The former employee went on to state that The firm has veered so far from the place I joined right out of college that I can longer in good conscience say that I identify with what it stands for. Smith claims to have overheard employees talking about ripping off their clients, and referring to them as muppets.
This upset is far from the first for the firm. Goldman Sachs has been involved in a string of controversies ranging from involvement with Greek debt to insider trading.
Goldman Sachs Involvement In Greek Debt
In 2010 it was uncovered that Goldman Sachs helped to hide billions of dollars in debt from budget overseers in Brussels. The bankers had previously helped the Greek government obscure billions back in 2001. According to the New York Times, in order to meet Europe's deficit rules, Goldman made a deal with Athens that allowed spending to continue. In 2001 Goldman made a currency trade which resulted in the sale of $15 billion (£9.8 billion) of Greek bonds. The trade allowed the government to mask the true extent of its budget deficit, wrote the UK Telegraph.
Goldman Sachs, among other American groups, was blamed for having a hand in running-up Greek debt. In 2010 a spokesman for Goldman told the UK Telegraph that As a matter of policy, we don't comment on legal or regulatory matters.
Programmer Involved In Trading Code Theft
In 2011, Sergey Aleynikov, a former computer programmer for Goldman Sachs was sentenced to eight years in jail for stealing source codes from the firm. The computer code that Aleynikov stole had earned Goldman $300 million in 2009 said the New York Times. I never meant to cause Goldman any harm, Aleynikov said in court. His conviction was thrown out in Feb. 2012.
In 2008 the firm had urged big clients to invest in bets against California bonds. A strange twist is that Goldman Sachs had collected millions of dollars in fees after helping California sell some of those same bonds, wrote the Los Angeles Times. According to FierceFinance.com, California believed that the firm could have informed them of their doings first.

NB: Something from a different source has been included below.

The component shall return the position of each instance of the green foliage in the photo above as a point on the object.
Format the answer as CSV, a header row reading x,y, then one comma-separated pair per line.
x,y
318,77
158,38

In 1986 David Brown, vice president of Goldman Sachs mortgage securities department was caught for his involvement in an insider trading scandal with Dennis B. Levine, a former executive at Drexel Burnham Lambert. Levine made a reported $12.6 million through the illegal profits. A spokesperson for Goldman Sachs said that they were shocked and dismayed at this development. Neither he (Brown) nor the SEC has informed us of the nature of the investigation except that it is allegedly related to the SEC's recent proceedings against individuals at other firms on insider trading activities.